There is a greater concentration of Ca2+ in the ER and outside the cell than in the cytoplasm. This is maintained by certain channels that keep Ca out, such as the Na-driven Ca exchanger and the Ca pump, as well as Ca pumps in the ER and mitochondrial membranes.
Describe the role of inositol trisphosphate (IP
3) in signal transduction.
IP3 releases Ca from the ER, which opens more Ca channels. The increase in cytosolic Ca can have multiple effects. Eventually, channels close by feedback inhibition, terminating the spike of signal. The frequency of these spikes, rather than the amplitude, increases with more signal. Ca binds calmodulin, which can now bind many enzymes and membrane transport proteins and alter their activity.
Using vasopressin-induced Ca2+ oscillations n a liver cell as an example, describe
the effect of the hormone concentration on oscillatory frequency.
Hormone concentration is directly related to the frequency of Ca2+ oscillations in a liver cell.
Describe the structure of calmodulin, including the number and location of the Ca2+ binding sites.
Calmodulin is an alpha helix with four Ca binding sites.
Discuss how the binding of Ca2+ to calmodulin affects its structure and function.
When at least two of calmodulin’s binding sites are filled, the protein is capable of wrapping around enzymes and membrane transport proteins to alter their activity.
Indicate how Ca2+/calmodulin activates CaM-kinase II, and how CaM kinase remains active even after cellular Ca2+ has decreased.
When Ca2+-calmodulin binds CaM-kinase II, it partially activates its kinase activity. The CaM kinase then phosphorylates itself, resulting in complete activation that persists even after Ca2+ decreases and calmodulin dissociates from it.
How is CaM-kinase II activity turned off?
A phosphatase cleaves the phosphate bond, deactivating the kinase
Discuss how the frequency of Ca2+ oscillations can affect CaM-kinase II activity.
The higher the frequency of Ca oscillations, the easier it is for CaM-kinase II to be phosphorylated and the less time for a phosphatase to dephosphorylate the kinase.
What does cGMP activate, and what does this molecule do?
It activates Protein Kinase G, which phosphorylates Ser/Thr residues
Discuss how activation of the inositol phospholipid pathway can have different effects in different cell types.
Different cell types may have different molecules available for phosphorylation.

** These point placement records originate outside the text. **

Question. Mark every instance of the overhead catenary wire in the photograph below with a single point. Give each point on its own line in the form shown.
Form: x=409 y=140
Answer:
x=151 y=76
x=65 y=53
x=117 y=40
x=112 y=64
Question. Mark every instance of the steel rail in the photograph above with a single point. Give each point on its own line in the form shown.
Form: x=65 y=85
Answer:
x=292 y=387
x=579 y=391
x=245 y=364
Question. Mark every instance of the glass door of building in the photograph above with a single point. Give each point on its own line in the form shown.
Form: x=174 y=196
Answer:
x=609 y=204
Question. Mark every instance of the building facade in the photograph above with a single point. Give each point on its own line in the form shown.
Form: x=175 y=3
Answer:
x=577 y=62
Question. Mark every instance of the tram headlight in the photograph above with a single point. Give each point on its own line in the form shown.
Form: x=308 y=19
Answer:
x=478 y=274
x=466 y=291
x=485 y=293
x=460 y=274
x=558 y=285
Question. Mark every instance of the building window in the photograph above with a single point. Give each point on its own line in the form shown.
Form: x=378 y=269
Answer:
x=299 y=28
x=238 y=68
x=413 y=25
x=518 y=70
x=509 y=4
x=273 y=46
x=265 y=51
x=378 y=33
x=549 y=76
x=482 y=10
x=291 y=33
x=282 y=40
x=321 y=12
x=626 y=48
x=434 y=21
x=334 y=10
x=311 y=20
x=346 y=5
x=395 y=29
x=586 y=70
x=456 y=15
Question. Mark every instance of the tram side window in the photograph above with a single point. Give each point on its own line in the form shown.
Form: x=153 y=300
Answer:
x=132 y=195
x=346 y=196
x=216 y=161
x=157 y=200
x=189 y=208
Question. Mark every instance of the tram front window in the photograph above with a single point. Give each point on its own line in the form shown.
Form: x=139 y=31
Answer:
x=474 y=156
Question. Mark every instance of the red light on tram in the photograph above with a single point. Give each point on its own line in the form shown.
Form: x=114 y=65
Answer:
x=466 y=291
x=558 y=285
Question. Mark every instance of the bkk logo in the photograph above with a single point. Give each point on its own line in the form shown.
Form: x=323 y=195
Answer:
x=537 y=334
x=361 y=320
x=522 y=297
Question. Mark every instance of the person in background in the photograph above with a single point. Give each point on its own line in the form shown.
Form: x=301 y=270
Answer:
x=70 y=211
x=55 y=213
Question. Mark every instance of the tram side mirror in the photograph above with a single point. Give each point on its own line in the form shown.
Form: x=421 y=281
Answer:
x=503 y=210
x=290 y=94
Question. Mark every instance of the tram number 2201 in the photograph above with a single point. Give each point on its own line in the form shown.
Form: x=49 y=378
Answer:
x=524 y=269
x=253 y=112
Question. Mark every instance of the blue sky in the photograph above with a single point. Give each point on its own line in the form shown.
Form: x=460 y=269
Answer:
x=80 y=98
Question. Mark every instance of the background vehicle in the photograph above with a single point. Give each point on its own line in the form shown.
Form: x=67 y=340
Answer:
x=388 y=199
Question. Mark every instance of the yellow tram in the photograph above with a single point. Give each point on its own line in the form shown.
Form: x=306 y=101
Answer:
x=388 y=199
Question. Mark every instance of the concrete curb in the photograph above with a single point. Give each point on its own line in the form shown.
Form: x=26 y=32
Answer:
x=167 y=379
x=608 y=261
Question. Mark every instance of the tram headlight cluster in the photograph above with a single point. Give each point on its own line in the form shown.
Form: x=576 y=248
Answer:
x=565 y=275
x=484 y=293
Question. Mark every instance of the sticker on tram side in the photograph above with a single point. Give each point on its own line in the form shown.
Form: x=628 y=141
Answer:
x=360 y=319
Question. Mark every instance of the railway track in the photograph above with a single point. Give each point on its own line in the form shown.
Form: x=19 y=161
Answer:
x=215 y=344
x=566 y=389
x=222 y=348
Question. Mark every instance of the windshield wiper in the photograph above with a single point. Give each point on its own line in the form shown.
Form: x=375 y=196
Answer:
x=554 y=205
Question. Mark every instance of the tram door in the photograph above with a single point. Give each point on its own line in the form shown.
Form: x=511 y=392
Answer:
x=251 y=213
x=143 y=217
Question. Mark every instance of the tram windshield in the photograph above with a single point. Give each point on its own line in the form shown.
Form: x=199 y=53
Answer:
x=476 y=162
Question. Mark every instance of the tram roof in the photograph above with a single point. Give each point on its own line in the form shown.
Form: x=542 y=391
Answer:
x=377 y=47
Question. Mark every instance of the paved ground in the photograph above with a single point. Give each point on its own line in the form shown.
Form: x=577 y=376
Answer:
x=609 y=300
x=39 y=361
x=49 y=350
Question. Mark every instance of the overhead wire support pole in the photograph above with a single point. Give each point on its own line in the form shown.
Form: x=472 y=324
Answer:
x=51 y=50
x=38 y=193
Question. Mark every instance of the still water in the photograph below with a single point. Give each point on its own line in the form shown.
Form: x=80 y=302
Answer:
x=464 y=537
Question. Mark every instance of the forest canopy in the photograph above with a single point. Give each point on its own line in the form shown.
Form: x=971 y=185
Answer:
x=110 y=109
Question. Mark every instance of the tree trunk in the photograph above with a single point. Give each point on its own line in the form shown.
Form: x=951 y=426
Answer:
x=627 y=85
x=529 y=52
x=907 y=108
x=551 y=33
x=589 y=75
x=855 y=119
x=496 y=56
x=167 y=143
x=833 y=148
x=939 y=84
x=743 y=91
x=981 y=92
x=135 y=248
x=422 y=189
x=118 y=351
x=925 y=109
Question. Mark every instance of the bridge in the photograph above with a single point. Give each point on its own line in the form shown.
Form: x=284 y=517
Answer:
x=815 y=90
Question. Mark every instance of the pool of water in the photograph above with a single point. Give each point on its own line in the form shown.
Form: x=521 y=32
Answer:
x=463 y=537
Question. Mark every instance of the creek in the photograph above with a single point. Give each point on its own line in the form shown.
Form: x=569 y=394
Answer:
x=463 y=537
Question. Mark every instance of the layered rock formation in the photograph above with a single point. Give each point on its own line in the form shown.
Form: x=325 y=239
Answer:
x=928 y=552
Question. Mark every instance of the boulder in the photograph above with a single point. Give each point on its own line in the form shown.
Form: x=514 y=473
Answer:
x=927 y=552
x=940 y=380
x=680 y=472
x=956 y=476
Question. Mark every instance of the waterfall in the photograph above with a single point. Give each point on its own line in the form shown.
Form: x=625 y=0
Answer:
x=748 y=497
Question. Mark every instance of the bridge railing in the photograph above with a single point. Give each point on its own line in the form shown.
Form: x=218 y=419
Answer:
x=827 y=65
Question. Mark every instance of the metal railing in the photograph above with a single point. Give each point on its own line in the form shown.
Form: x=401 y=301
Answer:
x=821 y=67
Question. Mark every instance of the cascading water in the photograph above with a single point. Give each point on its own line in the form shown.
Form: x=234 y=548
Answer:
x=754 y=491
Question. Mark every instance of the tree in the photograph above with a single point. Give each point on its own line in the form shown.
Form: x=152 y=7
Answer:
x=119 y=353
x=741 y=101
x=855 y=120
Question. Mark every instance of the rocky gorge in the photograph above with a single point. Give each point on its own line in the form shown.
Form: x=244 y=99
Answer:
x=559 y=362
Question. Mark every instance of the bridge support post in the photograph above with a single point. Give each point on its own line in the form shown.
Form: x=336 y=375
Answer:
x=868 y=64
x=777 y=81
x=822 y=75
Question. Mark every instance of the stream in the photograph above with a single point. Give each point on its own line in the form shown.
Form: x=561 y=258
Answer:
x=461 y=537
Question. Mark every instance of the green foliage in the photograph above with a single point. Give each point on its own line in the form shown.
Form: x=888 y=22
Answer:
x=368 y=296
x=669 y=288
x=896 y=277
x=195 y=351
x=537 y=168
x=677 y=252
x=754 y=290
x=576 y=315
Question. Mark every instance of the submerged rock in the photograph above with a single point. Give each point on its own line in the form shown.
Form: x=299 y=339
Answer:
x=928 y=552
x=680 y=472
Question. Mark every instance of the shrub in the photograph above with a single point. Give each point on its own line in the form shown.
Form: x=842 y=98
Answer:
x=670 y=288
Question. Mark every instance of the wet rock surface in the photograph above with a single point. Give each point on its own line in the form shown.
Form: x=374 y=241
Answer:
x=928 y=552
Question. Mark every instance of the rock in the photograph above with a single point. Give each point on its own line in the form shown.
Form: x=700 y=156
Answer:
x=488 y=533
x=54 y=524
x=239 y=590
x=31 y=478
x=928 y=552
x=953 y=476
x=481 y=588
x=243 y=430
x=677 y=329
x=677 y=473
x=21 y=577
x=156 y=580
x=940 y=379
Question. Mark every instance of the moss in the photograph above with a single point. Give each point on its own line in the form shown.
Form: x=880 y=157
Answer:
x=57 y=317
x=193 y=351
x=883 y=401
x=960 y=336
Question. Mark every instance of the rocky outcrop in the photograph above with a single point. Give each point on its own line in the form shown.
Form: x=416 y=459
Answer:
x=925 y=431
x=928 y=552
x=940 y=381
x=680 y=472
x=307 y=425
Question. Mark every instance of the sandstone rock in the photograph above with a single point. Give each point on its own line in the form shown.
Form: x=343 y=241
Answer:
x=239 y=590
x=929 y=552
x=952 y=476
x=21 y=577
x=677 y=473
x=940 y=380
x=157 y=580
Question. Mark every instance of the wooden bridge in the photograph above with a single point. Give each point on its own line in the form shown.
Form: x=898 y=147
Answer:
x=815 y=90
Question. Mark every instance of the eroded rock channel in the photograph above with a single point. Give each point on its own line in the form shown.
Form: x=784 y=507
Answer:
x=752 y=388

This would, then, result in a different cell response to the same signaling pathway.
Identify the major signal transduction mechanisms for the different adrenergic receptor subtypes.
Alpha 1’s use Gq – phospholipase C, DAG+PKC, IP3+ca-calmodulin
Alpha 2’s use Gi, Go (not mentioned) – inhibitory, adenylyl cylcase
Beta’s use Gs – stimulatory, adenylyl cyclase
Describe how bradykinin can stimulate the formation of NO in endothelial cells?
Bradykinin binds a GPCR associated with Gq. Gq then activates PLC, which breaks down the PIP into DAG and IP3. IP3 releases calcium from the ER, and the calcium-calmodulin complex binds the nitric oxide synthase (NOS). When arginine binds the enzyme, NO is generated.